| Invertir en arte
Realizar
este tipo de inversión representa tanta solidez como hacerlo en inmobiliaria,
porque, principalmente, no representa mayores dificultades de conservación,
no paga impuestos per se, y es, por la facilidad del traslado, relativamente sencilla
su comercialización tanto en el ámbito nacional como internacional. A inmiscuirse
en un mundo donde la creatividad se cotiza alto. La importancia comercial
del arte Se puede asegurar que la inversión en arte es tan sólida como
la inmobiliaria: no representa mayores dificultades de conservación, no paga impuestos
per se, y es, por la facilidad del traslado, relativamente sencilla su comercialización
tanto en el ámbito nacional como internacional. Sin embargo, lo que ha
llamado la atención en el último tiempo es el énfasis que se le ha dado más en
quién representa a un artista que en este mismo o su obra. Surgen entonces listados
de artistas tal como acciones de la bolsa o tipos de bancos, según sus posibilidades
de alza en el mercado. Por lo que, comprar arte se convierte entonces en una mera
operación bursátil. Aun así, al margen de las cifras, todos los que están
en este ambiente viven el otro lado del comercio, que es simplemente el goce,
la contemplación, la magia que atrae la obra en sí misma, en fin, el arte como
acontecimiento. En definitiva, la obra de arte tiene la virtud de la permanencia,
se disfruta siempre que se lo desea y al mismo tiempo posee la ventaja de su eventual
actualización como bien mercadeable. Ya sea a corto, mediano o largo plazo,
invertir en arte es una de las mejores opciones para prevenir los inconvenientes
de una devaluación. Sin embargo, es importante saber qué comprar, no toda pintura
es una obra maestra. Entonces, además de la satisfacción y del gusto para
el intelecto, adquirir una obra de arte ha sido desde siempre una inversión segura
para, al menos, resguardar el valor del dinero. Porque desde tiempos remotos invertir
en este ámbito ha sido una opción confiable y bastante segura ya sea para reproducir
como para preservar el valor del dinero y prevenir una devaluación. Aunque hay
que tener muy en cuenta que en varias ocasiones los beneficios no se perciben
en el corto o mediano plazo, en especial si se opta por noveles artistas. Aires
de cambio Ha habido relevantes cambios en el mercado internacional del
arte. Luego de pasada la época en la que se hablaba de crisis, de descensos en
la oferta y en el volumen de ventas, los últimos meses han resurgido el aliento
de los inversores, las casas de subastas, los galeristas y los artistas. Es así
como el mercado del arte se encuentra en un excelente momento, además de prometer
un crecimiento que va a continuar en los años siguientes. Este incremento ha sido
confirmado por estadísticas obtenidas por la prestigiosa base de datos francesa
Artprice, cuyo índice global subió en el primer semestre de 2004 un 10%. Por
lo tanto, se puede asegurar que es un hecho que para el mercado del arte las condiciones
han mejorado mucho. Las ventas están creciendo otra vez después de cuatro años
de declive. Según la última edición de las estadísticas inglesas Art Sales Index
#36, publicadas en septiembre de 2004, los beneficios de las casas de subastas
a nivel mundial crecieron un 23,1% en la temporada 2003-2004, lo cual implica
una cifra total de ganancias de casi tres mil millones de euros. Aunque también
crece el precio medio de las obras vendidas, que representa una subida del 6,1%.
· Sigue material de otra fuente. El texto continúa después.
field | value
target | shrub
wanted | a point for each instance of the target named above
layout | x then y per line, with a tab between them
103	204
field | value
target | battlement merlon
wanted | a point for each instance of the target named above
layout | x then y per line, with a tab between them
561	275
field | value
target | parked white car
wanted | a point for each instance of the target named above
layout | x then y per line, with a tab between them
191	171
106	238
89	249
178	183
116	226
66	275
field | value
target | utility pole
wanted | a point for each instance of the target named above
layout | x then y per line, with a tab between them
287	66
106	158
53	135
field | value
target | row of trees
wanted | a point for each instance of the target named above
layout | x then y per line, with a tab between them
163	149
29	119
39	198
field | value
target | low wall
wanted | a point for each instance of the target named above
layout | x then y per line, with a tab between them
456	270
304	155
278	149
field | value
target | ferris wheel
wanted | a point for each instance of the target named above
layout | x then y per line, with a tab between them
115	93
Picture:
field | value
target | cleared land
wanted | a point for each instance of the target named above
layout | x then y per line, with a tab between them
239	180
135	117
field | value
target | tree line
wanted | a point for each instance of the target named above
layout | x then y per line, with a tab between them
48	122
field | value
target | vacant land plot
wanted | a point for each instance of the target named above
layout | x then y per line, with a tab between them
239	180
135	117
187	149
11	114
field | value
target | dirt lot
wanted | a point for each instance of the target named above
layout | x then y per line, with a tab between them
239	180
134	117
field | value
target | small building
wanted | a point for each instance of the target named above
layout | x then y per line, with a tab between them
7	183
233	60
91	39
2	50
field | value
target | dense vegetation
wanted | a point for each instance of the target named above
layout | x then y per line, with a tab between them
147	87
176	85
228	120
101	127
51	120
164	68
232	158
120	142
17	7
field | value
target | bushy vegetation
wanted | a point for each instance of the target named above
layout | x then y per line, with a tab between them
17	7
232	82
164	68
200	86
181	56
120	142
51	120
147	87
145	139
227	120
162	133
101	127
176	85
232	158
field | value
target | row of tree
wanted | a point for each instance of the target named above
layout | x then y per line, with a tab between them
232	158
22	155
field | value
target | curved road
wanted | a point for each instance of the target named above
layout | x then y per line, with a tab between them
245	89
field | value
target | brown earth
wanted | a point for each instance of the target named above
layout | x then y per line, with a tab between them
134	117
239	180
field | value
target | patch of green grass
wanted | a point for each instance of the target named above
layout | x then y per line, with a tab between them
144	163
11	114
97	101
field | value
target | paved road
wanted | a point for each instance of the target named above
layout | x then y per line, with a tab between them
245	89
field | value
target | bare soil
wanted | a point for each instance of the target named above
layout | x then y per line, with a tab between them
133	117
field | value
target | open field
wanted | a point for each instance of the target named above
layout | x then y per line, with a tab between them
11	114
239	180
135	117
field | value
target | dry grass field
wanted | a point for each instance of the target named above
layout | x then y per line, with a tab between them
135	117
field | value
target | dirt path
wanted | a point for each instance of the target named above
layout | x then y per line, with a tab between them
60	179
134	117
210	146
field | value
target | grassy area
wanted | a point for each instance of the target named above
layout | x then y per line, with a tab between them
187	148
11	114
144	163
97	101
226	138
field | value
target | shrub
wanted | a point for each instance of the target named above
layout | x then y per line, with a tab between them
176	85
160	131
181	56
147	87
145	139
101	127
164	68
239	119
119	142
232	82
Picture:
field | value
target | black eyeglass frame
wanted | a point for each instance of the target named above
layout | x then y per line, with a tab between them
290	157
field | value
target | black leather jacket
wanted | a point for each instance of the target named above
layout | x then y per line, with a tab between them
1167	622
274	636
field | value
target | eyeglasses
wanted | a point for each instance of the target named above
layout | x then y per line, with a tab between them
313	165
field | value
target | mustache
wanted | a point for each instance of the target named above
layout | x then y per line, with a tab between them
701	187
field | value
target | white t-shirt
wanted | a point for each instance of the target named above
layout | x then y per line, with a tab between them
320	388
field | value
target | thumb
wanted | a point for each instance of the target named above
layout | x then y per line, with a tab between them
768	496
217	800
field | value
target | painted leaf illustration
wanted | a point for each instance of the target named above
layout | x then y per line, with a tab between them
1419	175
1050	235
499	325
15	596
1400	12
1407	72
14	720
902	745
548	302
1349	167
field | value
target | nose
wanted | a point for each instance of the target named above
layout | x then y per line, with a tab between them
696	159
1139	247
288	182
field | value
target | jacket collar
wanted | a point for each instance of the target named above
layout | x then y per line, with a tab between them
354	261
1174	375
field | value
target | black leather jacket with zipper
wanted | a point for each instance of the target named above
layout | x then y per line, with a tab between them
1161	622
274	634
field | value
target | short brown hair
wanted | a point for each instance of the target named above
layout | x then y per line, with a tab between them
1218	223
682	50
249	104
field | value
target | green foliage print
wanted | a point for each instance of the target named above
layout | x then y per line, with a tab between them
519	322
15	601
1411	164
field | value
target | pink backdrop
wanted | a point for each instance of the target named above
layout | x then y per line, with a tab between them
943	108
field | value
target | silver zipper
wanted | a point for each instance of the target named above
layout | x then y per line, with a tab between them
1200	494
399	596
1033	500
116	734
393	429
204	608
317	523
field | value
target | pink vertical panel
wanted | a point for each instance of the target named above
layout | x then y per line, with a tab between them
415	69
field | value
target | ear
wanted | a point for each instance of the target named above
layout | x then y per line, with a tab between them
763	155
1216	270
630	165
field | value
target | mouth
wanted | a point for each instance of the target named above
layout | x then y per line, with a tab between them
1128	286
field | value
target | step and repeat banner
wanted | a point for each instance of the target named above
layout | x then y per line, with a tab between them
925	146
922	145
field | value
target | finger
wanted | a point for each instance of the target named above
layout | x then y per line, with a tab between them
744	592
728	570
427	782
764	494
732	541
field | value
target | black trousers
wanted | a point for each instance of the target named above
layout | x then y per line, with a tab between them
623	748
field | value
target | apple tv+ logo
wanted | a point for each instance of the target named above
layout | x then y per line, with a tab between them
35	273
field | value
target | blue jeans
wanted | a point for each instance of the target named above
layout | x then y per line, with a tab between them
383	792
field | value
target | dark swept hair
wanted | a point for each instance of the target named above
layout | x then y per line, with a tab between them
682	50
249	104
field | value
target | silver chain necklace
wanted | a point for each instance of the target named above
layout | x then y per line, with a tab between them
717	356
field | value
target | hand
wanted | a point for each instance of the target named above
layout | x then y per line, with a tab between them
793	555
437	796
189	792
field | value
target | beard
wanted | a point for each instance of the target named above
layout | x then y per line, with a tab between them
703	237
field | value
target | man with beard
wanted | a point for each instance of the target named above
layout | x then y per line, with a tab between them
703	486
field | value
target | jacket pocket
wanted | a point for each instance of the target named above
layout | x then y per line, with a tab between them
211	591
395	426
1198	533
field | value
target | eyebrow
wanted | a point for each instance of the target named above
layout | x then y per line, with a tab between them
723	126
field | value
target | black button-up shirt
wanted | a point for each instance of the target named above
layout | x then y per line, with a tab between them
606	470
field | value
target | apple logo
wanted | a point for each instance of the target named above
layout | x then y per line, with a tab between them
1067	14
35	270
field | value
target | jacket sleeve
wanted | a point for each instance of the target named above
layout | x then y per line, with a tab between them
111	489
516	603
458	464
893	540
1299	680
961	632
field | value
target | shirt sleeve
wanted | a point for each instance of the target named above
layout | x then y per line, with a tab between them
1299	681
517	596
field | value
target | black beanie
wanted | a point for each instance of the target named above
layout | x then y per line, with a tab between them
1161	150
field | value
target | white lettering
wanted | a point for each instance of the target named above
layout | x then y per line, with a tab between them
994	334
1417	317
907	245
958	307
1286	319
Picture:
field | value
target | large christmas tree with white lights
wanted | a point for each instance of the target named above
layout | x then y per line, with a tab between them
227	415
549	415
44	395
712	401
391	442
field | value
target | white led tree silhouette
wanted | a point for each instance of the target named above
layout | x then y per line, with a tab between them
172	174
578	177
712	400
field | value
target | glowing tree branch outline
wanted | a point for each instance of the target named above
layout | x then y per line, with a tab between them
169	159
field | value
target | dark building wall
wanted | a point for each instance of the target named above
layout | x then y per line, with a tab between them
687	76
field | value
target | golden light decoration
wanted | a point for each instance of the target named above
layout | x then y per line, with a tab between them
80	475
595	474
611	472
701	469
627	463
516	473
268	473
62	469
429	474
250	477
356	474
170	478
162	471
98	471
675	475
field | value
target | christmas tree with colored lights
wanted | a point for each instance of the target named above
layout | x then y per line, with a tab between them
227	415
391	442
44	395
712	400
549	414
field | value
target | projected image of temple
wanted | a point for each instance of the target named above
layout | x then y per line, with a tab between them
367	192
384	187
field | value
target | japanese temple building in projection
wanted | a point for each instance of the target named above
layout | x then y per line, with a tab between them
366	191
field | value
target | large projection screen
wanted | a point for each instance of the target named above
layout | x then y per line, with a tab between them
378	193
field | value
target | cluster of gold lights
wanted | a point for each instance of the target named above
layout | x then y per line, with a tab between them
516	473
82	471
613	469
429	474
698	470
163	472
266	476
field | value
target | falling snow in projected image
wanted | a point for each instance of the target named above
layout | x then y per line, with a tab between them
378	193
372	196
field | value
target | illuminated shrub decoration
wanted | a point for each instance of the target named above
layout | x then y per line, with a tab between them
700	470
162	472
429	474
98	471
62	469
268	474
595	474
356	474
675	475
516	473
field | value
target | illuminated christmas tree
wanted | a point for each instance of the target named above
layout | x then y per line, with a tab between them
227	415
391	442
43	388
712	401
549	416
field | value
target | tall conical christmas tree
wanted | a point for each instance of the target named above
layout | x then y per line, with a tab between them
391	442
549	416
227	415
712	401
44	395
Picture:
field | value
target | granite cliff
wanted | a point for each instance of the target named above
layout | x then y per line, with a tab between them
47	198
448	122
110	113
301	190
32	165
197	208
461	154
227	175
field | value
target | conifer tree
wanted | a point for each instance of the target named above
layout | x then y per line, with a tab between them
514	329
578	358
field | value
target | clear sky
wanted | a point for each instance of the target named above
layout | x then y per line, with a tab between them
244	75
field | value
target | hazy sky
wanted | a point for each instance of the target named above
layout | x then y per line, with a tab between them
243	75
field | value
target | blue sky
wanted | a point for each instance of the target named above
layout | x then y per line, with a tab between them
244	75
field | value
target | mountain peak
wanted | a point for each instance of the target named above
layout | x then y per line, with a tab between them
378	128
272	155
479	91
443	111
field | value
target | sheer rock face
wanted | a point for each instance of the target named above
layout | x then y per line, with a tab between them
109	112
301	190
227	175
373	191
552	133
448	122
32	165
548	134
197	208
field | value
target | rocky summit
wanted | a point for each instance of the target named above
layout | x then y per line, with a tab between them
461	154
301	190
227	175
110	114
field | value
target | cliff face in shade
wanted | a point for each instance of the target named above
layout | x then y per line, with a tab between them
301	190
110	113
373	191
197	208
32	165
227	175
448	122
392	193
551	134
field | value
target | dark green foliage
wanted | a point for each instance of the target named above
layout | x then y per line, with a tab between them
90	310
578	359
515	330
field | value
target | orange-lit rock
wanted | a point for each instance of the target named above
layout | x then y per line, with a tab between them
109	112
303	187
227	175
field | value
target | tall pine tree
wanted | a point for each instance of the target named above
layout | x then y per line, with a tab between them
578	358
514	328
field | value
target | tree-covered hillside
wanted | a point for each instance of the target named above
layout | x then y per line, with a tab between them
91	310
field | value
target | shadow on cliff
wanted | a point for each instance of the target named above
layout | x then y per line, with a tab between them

El fenómeno volvió a cobrar vida, después de que en 1989 los precios de
las obras de arte contemporáneo hayan llegado a su cima. Esto se ha visto impulsado
tanto por coleccionistas tradicionales como por una nueva clase de compradores
adinerados. Un número cada vez mayor de jóvenes multimillonarios y gerentes de
fondos de inversión de riesgo están dirigiendo su dinero hacia el mercado del
arte. Al proceso se suma el creciente interés de los potentados chinos en invertir
en arte. En sólo cinco años, las ventas de obras de arte en este país se han multiplicado
por diez: de 100 millones de dólares en 2000, a mil millones de dólares en lo
que va de 2005. Antes, coleccionar arte era asunto de unos pocos que apreciaban
y se apasionaban por este tema, y para quienes el factor inversión era secundario.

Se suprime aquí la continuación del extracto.